I thought it was non-randomness that required a consciousness.
Which is it?
Thank you Hazel. I thought it was another term, and that it would appear in a text, if I Googled ‘satori’. Bizarrely, not so – unless I scanned in too slipshod a manner – which would by no means be rare, admittedly. Thank you for reminding me of the term, though.
‘ Nature cannot calculate the exact duration of particle interactions because there is no time dimension. The only recourse, in order to obey conservation laws in the long run, is to use probability. This is why the decay of subatomic particles is probabilistic.’
Well, how fascinating, Four Faces ! It must be the non-locality thang.
Well, how fascinating, Four Faces ! It must be the non-locality thang.

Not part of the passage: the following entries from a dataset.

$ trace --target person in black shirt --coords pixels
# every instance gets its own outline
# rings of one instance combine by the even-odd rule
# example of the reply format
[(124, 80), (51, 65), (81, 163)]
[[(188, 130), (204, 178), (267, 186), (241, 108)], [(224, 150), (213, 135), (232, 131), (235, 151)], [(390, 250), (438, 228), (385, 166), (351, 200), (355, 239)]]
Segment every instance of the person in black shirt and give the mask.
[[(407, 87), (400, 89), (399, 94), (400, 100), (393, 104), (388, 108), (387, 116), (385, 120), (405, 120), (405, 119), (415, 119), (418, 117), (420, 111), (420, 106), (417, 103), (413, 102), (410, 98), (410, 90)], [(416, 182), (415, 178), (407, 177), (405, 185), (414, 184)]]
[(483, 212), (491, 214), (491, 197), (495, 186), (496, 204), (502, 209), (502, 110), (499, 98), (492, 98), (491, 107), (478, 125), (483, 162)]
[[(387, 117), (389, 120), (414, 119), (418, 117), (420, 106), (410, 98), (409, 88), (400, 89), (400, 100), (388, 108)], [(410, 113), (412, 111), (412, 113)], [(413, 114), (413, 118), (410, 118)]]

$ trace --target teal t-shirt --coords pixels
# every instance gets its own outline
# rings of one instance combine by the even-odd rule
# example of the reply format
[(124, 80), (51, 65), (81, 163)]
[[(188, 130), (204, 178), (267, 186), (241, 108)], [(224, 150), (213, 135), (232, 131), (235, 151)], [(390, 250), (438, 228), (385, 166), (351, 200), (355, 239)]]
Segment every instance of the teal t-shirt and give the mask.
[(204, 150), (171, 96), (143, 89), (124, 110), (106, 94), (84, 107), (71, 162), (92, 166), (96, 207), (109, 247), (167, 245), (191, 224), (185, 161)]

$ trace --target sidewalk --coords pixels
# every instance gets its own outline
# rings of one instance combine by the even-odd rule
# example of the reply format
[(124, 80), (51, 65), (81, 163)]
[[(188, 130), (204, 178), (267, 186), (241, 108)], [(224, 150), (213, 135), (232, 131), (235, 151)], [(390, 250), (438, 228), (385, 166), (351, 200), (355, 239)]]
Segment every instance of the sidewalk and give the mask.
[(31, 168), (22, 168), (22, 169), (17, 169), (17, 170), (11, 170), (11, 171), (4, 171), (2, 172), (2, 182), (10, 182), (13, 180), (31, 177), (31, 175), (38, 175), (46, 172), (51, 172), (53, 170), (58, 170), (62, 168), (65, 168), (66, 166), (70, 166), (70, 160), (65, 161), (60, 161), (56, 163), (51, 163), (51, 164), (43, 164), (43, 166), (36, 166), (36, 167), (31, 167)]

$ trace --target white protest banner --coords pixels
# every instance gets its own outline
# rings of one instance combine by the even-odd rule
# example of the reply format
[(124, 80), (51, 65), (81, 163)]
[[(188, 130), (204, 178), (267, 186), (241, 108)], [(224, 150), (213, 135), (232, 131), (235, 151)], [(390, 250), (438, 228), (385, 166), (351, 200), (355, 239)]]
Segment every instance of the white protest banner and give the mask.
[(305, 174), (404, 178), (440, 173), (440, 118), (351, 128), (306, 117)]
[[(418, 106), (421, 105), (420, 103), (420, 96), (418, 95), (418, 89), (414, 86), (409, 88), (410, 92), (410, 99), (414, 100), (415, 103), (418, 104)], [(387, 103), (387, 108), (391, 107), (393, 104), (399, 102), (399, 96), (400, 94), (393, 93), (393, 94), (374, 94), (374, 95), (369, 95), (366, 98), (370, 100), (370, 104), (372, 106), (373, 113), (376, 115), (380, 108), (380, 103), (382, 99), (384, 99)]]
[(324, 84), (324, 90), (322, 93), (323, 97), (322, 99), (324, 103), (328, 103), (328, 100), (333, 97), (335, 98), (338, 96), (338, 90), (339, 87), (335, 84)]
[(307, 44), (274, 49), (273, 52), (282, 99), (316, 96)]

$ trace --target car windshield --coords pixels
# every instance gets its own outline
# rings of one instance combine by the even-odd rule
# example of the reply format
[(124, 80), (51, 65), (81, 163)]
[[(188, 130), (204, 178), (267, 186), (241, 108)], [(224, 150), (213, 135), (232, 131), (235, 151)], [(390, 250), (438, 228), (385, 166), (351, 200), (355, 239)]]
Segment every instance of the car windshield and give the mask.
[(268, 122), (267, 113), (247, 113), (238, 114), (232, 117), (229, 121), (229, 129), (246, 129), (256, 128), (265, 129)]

Yes. Nonlocality is the norm, not the exception. All conservation laws are nonlocal. By the way, there is no action at a distance in the Newtonian sense because there is no distance. Distance (space, volume, area, etc.) is an abstract entity created by the mind. There are only particles, their intrinsic properties (including position) and their interactions. Cheers!
A RNG requires a mind to design and implement. Blind, mindless and purposeless processes do not require a mind.
‘By the way, there is no action at a distance in the Newtonian sense because there is no distance. Distance (space, volume, area, etc.)’ Wow! Of course.
‘There are only particles, their intrinsic properties (including position).’
How ‘position’ ? Within its own margins – so to speak, e.g. upside down, even, somehow, horizontally ?
I didn’t see ‘action at a distance’, as a problem, as I looked at it from a theological perspective ! If God wants two particles to look as if they physically affect each other simultanseously, when miles apart, at his sole discretion, who are we to argue !
Kind of playing games with us and our mighty brains…! As with the fine-tuning of the universe. The very thing, the magnitude of the universe, that convinces the atheists that there must be other inhabited planets, always struck me as a pefect set-up for God to ‘scatter the proud in the imagination of their hearts’, since instead it might well be a way for God to demonstrate how special we are to Him. Of course, magnitude is without meaning to Him, being All in All and non-physical.
As regards the alleged UFOs, there seems to be a welter of at least anecdotal evidence for their existence. However, if true, I believe the ETs are, as has been suggested by Christians, demons, devils.
Sorry, FourFaces, I meant these to be addressed to you. You may not want to comment on them, though. Indeed, they may not even make a lot of sense.
Perhaps the ‘position’ thing indicates the particles create their own reference-frame, according to the configuration they assume.
The author writes, “There is nothing unknown or unpredictable.” But that is not true. Even in the many worlds interpretation, there is still uncertainty in time: when will that energetic particle decay into other particles? We may know its statistical half life, but we cannot predict, and nothing in the physics allows us to calculate when precisely it will decay – hence uncertainty.
The MWI also has a conceptual problem with the multiple, unequal probabilities. Suppose energetic particle X has several possible decay routes, with probabilities 0.60, 0.25, 0.10, 0.05. How does the MWI produce new universes that have different probabilities? Is that 60% of a universe and 5% for another? What does that even mean?